Quest’anno il sondaggio ha provato a correlare il consumo di droghe con le abitudini delle persone, in particolare con il tipo di musica ascoltata e con le scelte alimentari. Non certo per puro onanismo statistico, ma per cercare di capire quali contesti possono essere più a rischio. L’idea di partenza è che le droghe sono “scelte” in parte in relazione ad altri interessi. Questa conoscenza può aiutarci a rivolgerci a popolazioni diverse in modi diversi quando pensiamo ai messaggi di salute pubblica e alla promozione della salute. Le percentuali più alte di consumo recente di droghe si riscontrano tra coloro che hanno selezionato la musica dance elettronica come genere musicale preferito, con percentuali più elevate di MDMA, di sostanze psichedeliche e di ketamina tra gli appassionati di techno, trance, dubstep, hard dance. La percentuale più bassa di consumo di droga è stata segnalata tra gli appassionati di jazz e di musica classica. Si osserva una correlazione piuttosto netta tra l’uso di droghe come l’MDMA e i battiti al minuto (BPM) della musica. Jazz o musica classica non sarebbero un ottimo abbinamento con l’MDMA. Nel complesso, fra chi ha frequentato settimanalmente discoteche nel 2021: l’80% ha fatto uso di cannabis o tabacco, più del 50% ha fatto uso di MDMA e più del 40% di cocaina. Circa 1 su 5 ha riferito l’uso di allucinogeni tra cui LSD e funghi magici.

Un’altra correlazione curiosa riguarda le abitudini alimentari. Le persone che si identificano come vegane hanno maggiori probabilità di riferire l’uso recente della maggior parte dei tipi di droghe, rispetto agli onnivori e ai vegetariani.

Il primo problema rimane l’alcol

La dipendenza più marcata – si diceva – rimane comunque l’alcol, incluso in questa survey parimenti a una droga. Gli effetti dell’abuso e del consumo costante di alcol sono stati “attutiti” nella storia della sanità, mentre negli ultimi anni hanno finalmente iniziato a essere presentati con la crudezza che meritano. Per farsi un’idea con un numero: l’ufficio Europeo dell’OMS stima che introdurre il 15% di tassazione per ogni unità alcolica consumata potrebbe salvare 133.000 vite ogni anno. Il consumo di alcol presenta i tassi più elevati nel 2021 per tutte le fasce di età, anche fra i giovanissimi, con una forbice che si allarga con l’età. Le persone più anziane, per abitudine, tendono a consumare più alcol rispetto alle altre sostanze psichedeliche. Quasi il 100% dei 15 enni ha consumato alcol nel 2021, quasi l’80% cannabis, più del 60% tabacco, intorno al 40% MDMA, e a scendere le altre sostanze.

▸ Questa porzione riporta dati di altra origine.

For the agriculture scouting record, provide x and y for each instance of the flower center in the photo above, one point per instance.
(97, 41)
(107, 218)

I consumi più “bassi” sono stati quelli di MDMA, funghi allucinogeni e i cosiddetti “popper”, nitriti alchilici.

Però…

Ci permettiamo un’ultima osservazione, che non emerge dalla survey, ma che a detta di chi scrive è importante da considerare affinché il dibattito sull’argomento non rimanga limitato, come spesso avviene. La definizione di “droga” è molto più articolata rispetto a quella a cui ci siamo abituati. Sono molte le sostanze che alterano le nostre percezioni e il cui abuso costituisce un serio rischio per la salute. Anche alcune sostanze farmacologiche che vengono utilizzate per il trattamento di un ampio ventaglio di condizioni che chiamiamo, semplificando, malattia mentale, e che dovrebbero sempre essere utilizzate sotto stretto controllo medico, se abusate possono costituire un problema. E soprattutto, sono indici di vulnerabilità. Pertanto, ai fini di “mappare” veramente lo stato di salute della popolazione per individuare i luoghi sociali del rischio di fragilità, che è ciò che interessa a noi di Infodata in queste sedi, non basta riesumare l’etichetta “droga” ogni qualche mese in qualche report. Al contrario, è importante cercare di evitare di porre dei paletti troppo stretti, che tengano da una parte del fiume gruppi di persone, e dall’altra, altre. Fuor di metafora: gli amanti della musica classica potrebbero non consumare “droghe”, ma non è detto che non presentino condizioni di fragilità gestite in altro modo. Anche qualora decidessimo di considerare l’utilizzo di tali sostanze come indicatore di vulnerabilità (sarebbe tuttavia opportuno fare dei distinguo) l’attitudine per un lavoro di raccolta dati serio dovrebbe preferire la direzione di una sempre maggiore inclusività e differenziazione al suo interno.